我有快速常规的前pression替代这样做在Perl。但我很想能够与一个快速班轮做到这一点。
块引用>Perl有单行,也正如
SED
和AWK
做的。你可以写:找到。 -name样品* _1.txt| perl的-pe的/ _1 \\ .TXT $ //'|并行程序{}退房手续{} _1.txt {} _2.txt
(即
-e
标志的意思是下一个参数是程序文本;在-p
标记手段该计划应在循环运行;对于输入的每一行,设置$ _
来该行,然后运行该程序,然后打印$ _
)。I have a program that I can run in two ways: single-end or paired-end mode. Here's the syntax:
program <output-directory-name> <input1> [input2]
Where the output directory and at least one input is required. If I wanted to run this on three files, say, sample A, B, and C, I would use something like find with xargs or parallel:
user@host:~/single$ ls sampleA.txt sampleB.txt sampleC.txt user@host:~/single$ find . -name "sample*" | xargs -i echo program {}-out {} program ./sampleA.txt-out ./sampleA.txt program ./sampleB.txt-out ./sampleB.txt program ./sampleC.txt-out ./sampleC.txt user@host:~/single$ find . -name "sample*" | parallel --dry-run program {}-out {} program ./sampleA.txt-out ./sampleA.txt program ./sampleB.txt-out ./sampleB.txt program ./sampleC.txt-out ./sampleC.txt
But when I want to run the program in "paired-end" mode, I need to give it two inputs. These are related files, but they can't simply be concatenated - you have to run the program with both as inputs. Files are named sensibly, e.g., sampleA_1.txt and sampleA_2.txt.

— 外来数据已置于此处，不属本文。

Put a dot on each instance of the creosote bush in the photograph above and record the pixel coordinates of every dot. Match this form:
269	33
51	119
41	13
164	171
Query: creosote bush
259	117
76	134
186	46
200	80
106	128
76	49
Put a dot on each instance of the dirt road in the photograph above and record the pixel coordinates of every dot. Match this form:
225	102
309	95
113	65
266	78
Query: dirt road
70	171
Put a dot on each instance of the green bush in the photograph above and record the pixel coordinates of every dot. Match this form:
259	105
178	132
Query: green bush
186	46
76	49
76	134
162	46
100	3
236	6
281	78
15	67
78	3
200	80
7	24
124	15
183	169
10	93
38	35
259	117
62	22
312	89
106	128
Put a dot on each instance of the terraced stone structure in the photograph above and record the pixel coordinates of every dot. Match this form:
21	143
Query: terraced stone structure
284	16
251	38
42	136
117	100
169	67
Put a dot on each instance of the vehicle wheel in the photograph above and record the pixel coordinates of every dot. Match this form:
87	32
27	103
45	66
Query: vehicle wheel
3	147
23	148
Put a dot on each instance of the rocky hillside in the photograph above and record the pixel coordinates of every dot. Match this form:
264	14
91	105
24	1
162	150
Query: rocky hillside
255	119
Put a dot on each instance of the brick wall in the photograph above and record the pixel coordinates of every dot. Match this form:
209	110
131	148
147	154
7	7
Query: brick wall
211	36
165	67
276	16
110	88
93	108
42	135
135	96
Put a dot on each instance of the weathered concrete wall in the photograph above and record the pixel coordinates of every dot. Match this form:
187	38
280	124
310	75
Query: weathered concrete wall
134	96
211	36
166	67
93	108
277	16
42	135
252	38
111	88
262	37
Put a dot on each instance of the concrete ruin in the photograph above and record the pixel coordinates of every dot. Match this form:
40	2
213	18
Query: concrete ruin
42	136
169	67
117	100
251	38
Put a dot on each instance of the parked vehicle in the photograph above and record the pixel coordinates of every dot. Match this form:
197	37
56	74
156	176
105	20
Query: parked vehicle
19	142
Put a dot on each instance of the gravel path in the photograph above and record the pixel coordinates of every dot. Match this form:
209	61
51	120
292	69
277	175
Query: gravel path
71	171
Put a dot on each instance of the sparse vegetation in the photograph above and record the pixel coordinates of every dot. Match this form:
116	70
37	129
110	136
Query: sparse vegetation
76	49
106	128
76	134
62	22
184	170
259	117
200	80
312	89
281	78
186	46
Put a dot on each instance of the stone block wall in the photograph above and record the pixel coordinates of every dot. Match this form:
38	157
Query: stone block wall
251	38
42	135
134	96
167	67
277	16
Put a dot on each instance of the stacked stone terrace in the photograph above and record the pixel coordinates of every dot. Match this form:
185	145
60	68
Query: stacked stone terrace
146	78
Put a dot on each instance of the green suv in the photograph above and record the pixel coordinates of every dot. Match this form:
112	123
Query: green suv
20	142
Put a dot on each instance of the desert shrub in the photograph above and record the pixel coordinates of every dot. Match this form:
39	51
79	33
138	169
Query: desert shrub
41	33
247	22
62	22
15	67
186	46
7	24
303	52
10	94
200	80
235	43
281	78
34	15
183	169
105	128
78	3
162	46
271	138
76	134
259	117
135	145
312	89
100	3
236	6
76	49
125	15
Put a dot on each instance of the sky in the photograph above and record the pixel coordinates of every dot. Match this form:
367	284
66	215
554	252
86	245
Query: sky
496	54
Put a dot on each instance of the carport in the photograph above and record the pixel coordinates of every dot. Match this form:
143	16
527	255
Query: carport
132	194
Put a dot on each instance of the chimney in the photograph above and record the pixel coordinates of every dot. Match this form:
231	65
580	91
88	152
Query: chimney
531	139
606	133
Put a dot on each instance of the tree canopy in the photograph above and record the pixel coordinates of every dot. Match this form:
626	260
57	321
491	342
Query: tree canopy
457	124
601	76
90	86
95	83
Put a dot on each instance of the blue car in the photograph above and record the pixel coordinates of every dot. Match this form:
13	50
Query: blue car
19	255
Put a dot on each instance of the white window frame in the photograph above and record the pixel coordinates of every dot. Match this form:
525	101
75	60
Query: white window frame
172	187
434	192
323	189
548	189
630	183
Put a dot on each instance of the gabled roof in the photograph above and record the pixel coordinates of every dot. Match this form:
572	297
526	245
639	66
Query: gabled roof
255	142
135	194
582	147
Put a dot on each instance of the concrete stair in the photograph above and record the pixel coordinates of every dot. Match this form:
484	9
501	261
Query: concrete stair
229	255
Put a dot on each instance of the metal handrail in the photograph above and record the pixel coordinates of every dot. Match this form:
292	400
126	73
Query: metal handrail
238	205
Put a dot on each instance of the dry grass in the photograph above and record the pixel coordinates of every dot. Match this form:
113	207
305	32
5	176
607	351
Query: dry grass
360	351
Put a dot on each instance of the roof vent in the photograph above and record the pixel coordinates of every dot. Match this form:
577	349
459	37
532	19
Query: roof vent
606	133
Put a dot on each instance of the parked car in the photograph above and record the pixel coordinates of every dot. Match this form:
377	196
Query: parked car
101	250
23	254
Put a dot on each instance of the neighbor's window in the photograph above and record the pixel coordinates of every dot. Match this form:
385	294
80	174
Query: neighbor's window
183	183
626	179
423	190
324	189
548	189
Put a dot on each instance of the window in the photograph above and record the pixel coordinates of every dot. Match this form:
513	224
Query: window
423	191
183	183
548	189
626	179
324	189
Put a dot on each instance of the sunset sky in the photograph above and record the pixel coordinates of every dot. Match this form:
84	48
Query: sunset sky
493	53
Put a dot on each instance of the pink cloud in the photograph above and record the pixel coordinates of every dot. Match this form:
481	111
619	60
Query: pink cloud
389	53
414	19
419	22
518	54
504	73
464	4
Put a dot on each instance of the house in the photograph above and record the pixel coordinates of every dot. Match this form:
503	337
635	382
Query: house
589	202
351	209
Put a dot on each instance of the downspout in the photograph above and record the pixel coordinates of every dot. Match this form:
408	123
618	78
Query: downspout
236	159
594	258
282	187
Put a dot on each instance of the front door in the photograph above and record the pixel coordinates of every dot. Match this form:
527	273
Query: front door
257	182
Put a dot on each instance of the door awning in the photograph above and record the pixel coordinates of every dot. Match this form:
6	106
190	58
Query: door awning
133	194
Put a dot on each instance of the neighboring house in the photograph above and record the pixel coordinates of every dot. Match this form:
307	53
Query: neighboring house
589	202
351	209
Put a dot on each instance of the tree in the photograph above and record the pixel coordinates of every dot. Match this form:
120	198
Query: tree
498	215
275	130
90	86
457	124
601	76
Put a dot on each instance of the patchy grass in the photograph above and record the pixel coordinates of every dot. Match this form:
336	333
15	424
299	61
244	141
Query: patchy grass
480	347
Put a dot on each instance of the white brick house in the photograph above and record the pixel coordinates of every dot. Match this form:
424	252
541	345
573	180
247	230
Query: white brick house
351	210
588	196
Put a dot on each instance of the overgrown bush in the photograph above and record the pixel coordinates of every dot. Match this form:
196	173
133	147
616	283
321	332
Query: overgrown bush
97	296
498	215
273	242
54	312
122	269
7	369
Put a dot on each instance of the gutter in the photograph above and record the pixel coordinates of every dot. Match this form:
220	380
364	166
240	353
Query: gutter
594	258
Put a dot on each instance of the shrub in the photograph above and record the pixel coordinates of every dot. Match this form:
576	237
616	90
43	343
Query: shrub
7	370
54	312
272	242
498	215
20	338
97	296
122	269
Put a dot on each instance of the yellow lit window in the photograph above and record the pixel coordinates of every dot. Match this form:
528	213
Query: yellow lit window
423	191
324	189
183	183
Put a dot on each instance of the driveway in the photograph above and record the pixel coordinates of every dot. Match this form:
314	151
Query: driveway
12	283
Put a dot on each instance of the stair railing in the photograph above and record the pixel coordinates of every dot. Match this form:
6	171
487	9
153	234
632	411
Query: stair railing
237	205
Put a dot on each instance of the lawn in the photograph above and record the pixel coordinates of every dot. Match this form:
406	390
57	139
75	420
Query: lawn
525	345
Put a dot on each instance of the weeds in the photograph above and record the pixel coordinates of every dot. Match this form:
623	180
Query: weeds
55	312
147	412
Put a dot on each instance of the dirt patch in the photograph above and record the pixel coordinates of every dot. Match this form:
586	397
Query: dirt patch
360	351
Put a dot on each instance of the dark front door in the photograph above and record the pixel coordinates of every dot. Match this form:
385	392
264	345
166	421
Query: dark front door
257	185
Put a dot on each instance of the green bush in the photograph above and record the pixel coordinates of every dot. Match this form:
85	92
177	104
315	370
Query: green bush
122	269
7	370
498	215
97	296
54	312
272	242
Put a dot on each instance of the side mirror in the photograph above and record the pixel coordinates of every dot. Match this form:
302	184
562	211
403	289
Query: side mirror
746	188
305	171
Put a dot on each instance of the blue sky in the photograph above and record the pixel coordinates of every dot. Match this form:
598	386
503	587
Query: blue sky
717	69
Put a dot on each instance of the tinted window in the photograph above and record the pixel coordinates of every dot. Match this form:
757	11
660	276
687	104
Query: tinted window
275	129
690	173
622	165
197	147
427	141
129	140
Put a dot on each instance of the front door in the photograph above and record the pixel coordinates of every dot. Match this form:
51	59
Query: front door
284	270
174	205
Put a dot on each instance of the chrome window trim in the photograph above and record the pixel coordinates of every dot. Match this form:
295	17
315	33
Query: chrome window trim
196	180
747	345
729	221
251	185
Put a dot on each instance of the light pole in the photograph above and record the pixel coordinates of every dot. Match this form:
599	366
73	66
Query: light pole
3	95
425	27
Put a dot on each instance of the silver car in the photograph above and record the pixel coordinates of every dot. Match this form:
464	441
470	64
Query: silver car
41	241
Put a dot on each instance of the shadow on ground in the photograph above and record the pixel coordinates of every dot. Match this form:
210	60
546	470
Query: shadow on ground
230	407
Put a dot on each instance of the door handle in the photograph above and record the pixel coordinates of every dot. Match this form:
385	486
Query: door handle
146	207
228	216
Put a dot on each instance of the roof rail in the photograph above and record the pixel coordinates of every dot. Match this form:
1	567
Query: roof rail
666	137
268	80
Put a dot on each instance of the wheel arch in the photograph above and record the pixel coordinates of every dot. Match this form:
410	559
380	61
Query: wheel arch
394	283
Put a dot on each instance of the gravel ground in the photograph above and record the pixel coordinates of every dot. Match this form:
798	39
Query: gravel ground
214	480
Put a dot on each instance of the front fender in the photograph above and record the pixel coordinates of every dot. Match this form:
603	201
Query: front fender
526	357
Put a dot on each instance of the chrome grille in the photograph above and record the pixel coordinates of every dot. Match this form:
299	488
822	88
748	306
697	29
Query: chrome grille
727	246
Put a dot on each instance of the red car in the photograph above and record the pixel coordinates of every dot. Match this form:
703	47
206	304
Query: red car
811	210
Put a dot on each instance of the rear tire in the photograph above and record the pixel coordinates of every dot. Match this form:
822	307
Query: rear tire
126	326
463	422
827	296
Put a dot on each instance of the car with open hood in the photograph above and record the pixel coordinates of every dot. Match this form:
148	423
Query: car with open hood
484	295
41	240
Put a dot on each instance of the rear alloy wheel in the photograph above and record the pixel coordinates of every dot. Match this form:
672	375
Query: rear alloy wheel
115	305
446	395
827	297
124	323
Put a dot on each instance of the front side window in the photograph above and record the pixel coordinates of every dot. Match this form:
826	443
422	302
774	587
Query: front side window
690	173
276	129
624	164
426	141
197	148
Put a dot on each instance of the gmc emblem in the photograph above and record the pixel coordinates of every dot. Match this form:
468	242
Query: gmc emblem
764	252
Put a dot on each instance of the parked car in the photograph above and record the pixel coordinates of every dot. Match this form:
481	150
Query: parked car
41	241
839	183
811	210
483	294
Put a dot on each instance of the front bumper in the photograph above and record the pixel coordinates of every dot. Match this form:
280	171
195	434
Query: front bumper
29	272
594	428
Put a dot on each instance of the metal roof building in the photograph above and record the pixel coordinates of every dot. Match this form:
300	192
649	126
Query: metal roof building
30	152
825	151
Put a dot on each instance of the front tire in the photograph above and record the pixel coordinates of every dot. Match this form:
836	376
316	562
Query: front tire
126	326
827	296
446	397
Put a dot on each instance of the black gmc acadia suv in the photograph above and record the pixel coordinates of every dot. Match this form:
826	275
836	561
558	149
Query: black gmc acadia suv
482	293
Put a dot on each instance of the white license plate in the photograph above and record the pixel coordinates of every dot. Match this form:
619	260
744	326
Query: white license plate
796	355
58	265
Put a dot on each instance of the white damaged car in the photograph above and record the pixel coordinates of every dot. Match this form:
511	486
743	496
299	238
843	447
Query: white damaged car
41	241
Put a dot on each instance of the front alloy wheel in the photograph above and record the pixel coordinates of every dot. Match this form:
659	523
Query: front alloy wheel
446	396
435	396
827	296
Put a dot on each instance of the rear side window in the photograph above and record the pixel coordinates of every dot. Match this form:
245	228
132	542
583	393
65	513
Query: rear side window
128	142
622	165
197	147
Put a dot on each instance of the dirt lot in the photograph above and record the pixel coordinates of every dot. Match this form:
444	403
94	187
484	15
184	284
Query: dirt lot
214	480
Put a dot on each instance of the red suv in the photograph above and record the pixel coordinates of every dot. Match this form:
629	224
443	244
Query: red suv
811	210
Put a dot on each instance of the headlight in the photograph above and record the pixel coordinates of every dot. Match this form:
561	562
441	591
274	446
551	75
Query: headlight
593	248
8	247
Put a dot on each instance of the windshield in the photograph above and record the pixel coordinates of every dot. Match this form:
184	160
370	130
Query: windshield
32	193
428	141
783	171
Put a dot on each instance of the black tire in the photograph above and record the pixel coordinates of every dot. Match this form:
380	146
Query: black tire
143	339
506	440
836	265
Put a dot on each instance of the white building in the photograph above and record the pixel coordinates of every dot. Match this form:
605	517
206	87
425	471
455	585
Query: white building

I want to be able to create this easily on the command line with something like xargs (or preferably parallel):
user@host:~/paired$ ls sampleA_1.txt sampleB_1.txt sampleC_1.txt sampleA_2.txt sampleB_2.txt sampleC_2.txt user@host:~/paired$ find . -name "sample*_1.txt" | sed/awk? | parallel ? program ./sampleA-out ./sampleA_1.txt ./sampleA_2.txt program ./sampleB-out ./sampleB_1.txt ./sampleB_2.txt program ./sampleC-out ./sampleC_1.txt ./sampleC_2.txt
Ideally, the command would strip off the _1.txt to create the output directory name (sampleA-out, etc), but I really need to be able to take that argument and change the _1 to a _2 for the second input.
I know this is dead simple with a script - I did this in Perl with a quick regular expression substitution. But I would love to be able to do this with a quick one-liner.
Thanks in advance.
解决方案I did this in Perl with a quick regular expression substitution. But I would love to be able to do this with a quick one-liner.
Perl has one-liners, too, just as
sed
andawk
do. You can write:find . -name "sample*_1.txt" | perl -pe 's/_1\.txt$//' | parallel program {}-out {}_1.txt {}_2.txt
(The
-e
flag means "the next argument is the program text"; the-p
flag means "the program should be run in loop; for each line of input, set$_
to that line, then run the program, then print$_
".)这篇关于在参数更改文本xargs的(或GNU并行)的文章就介绍到这了,希望我们推荐的答案对大家有所帮助,也希望大家多多支持IT屋!